Arka Gdynia - Twarde Pierniki Toruń 90:101 (29:30, 18:23, 18:28, 25:20)
ARKA: Boykins 18 (4), 12 zb., Wołoszyn 14 (2), Wilczek 13 (2), Hrycaniuk 7, Musić 2 oraz Kowalczyk 10 (2), Durham II 8, Bogucki 7, Tomaszewski 4, Perzanowski 4, Dylewicz 3 91).
TWARDE PIERNIKI: Manigat 22 (3), Amigo 18, 11 zb., Cel 17 (1), Rogić 15 (1), Diduszko 11 oraz Eads 9 (1), Kołodziej 7 91), Janczak 2.
Obie drużyny przegrały trzy ostatnie swoje mecze. Torunianie bronią miejsca w ósemce, Arka marzy, żeby jeszcze o play off powalczyć. Obie drużyny zaczęły od dobrych akcji w ataku i bardzo wielu błędów w defensywie. Niewielką przewagę torunianom zapewnił Manigat, który w 1. kwarcie zdobył 12 pkt. W 5. minucie było 23:13, a goście mieli ponad 70 proc. skuteczności z gry. Pod koniec kwarty gospodarze odpowiedzieli serią celnych "trójek" (5/8) i zmniejszyli straty do punktu. Wynik 29:30 mówił wszystko o poziomie obrony z obu stron.

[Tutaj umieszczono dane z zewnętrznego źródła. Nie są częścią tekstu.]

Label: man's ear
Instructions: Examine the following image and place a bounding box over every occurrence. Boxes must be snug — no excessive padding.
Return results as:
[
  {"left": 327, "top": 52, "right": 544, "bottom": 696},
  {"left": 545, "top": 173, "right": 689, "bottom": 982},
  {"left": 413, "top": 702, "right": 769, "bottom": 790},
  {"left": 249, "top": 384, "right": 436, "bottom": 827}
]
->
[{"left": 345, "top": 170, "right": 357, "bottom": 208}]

Przed przerwą Twarde Pierniki to zdobywały niewielką przewagę, to ją traciły. Brakowało nieco aktywności i punktów ze strony kluczowych polskich graczy (1/2 z gry Cela i 2/3 Diduszko). Na szczęście Eads kontynuował swoją świetną passę w rzutach za 3 i na przerwę torunianie schodzili z przewagę 6 punktów.
Druga połowa zaczęła się od akcji duetu Diduszki i Cela, zwłaszcza ten drugi znalazł jakby dodatkowe siły w przerwie (13 pkt w 3. kwarcie). Torunianie wykorzystywali problemy z faulami środkowych Arki i sporo punktów zdobywali spod kosza, gdzie aktywnością i pomysłami imponował Amigo. W połowie kwarty torunianie uciekli na 13 punktów.

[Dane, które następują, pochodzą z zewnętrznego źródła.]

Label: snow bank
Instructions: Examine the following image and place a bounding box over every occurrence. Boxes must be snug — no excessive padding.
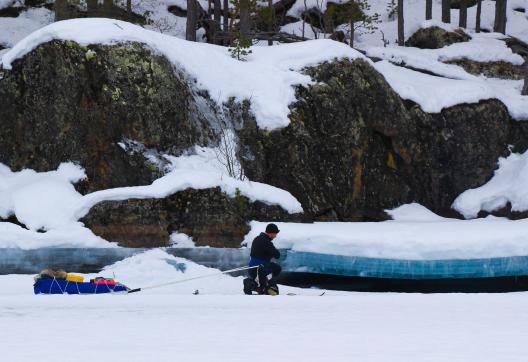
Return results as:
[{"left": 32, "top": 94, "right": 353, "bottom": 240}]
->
[
  {"left": 374, "top": 60, "right": 528, "bottom": 120},
  {"left": 244, "top": 206, "right": 528, "bottom": 260},
  {"left": 0, "top": 0, "right": 16, "bottom": 9},
  {"left": 73, "top": 147, "right": 303, "bottom": 219},
  {"left": 453, "top": 151, "right": 528, "bottom": 218},
  {"left": 2, "top": 19, "right": 362, "bottom": 129},
  {"left": 0, "top": 143, "right": 302, "bottom": 248},
  {"left": 0, "top": 222, "right": 113, "bottom": 249},
  {"left": 385, "top": 202, "right": 446, "bottom": 222},
  {"left": 98, "top": 249, "right": 243, "bottom": 295}
]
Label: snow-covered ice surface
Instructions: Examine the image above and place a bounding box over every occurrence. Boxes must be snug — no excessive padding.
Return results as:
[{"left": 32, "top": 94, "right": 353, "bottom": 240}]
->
[
  {"left": 244, "top": 204, "right": 528, "bottom": 260},
  {"left": 453, "top": 152, "right": 528, "bottom": 218},
  {"left": 0, "top": 143, "right": 302, "bottom": 248},
  {"left": 2, "top": 19, "right": 363, "bottom": 129},
  {"left": 0, "top": 251, "right": 528, "bottom": 362}
]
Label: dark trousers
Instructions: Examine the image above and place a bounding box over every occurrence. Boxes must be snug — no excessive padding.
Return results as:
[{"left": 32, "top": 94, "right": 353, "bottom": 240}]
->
[{"left": 248, "top": 262, "right": 282, "bottom": 287}]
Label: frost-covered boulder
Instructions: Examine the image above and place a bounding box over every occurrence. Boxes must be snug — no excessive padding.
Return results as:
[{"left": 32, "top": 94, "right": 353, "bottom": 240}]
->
[
  {"left": 82, "top": 188, "right": 304, "bottom": 248},
  {"left": 240, "top": 60, "right": 526, "bottom": 221},
  {"left": 405, "top": 26, "right": 471, "bottom": 49}
]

Torunianie dużo lepiej bronili po przerwie, gospodarze za to mieli problemy z nadmiarem fauli i rotacją (kontuzja Musicia, 4 przewinienia Hrycaniuka i Boguckiego). Gospodarze wystawiali kolejnych rezerwowych, a nasz zespół wymuszał coraz więcej strat.

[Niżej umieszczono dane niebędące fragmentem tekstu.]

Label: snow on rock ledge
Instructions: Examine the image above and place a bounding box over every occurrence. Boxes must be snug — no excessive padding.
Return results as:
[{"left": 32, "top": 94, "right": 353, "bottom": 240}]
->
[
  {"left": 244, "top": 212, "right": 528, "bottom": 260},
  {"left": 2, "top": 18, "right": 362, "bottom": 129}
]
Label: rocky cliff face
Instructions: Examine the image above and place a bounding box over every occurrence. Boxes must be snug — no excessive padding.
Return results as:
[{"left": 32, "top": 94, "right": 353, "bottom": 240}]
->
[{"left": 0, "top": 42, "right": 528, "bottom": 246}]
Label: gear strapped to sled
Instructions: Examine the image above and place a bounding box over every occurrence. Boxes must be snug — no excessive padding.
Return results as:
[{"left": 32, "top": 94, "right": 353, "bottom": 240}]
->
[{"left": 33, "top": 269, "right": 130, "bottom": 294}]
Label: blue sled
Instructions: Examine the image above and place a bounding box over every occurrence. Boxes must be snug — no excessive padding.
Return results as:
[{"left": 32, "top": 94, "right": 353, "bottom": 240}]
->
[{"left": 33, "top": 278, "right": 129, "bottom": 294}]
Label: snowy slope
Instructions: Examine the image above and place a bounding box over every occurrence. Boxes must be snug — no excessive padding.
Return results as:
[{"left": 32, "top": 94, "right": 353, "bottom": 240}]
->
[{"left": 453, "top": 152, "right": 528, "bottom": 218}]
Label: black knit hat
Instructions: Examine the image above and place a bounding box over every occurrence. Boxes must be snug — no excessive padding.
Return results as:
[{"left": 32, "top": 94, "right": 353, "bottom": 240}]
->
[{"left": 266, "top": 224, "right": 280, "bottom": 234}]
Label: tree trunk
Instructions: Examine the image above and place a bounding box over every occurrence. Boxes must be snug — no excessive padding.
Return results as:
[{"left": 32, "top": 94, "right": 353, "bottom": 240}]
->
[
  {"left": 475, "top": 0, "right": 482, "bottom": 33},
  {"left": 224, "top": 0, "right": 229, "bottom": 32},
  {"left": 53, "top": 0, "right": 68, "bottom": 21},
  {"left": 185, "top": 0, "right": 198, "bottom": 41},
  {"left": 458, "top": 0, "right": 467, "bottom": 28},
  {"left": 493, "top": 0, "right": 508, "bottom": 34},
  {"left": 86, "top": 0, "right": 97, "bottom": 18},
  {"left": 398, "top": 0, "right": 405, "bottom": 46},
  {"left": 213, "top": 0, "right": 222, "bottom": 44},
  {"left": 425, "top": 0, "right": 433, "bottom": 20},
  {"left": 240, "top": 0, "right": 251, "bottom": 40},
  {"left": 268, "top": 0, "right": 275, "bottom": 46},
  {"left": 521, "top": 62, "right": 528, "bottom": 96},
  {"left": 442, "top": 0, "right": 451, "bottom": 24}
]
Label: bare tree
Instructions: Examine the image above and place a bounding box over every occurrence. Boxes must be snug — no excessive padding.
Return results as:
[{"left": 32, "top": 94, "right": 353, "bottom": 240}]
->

W ostatniej kwarcie torunianie już całkowicie panowali na parkiecie. Wciąż obrona wybijali Arkę z równowagi, a w 34. minucie przewaga przekroczyła 20 punktów. W końcówce rezerwowa piątka gospodarzy niespodziewanie zaczęła odrabiać straty. Arka wygrała fragment meczu 19:3 i przewaga stopniała do 8 punktów.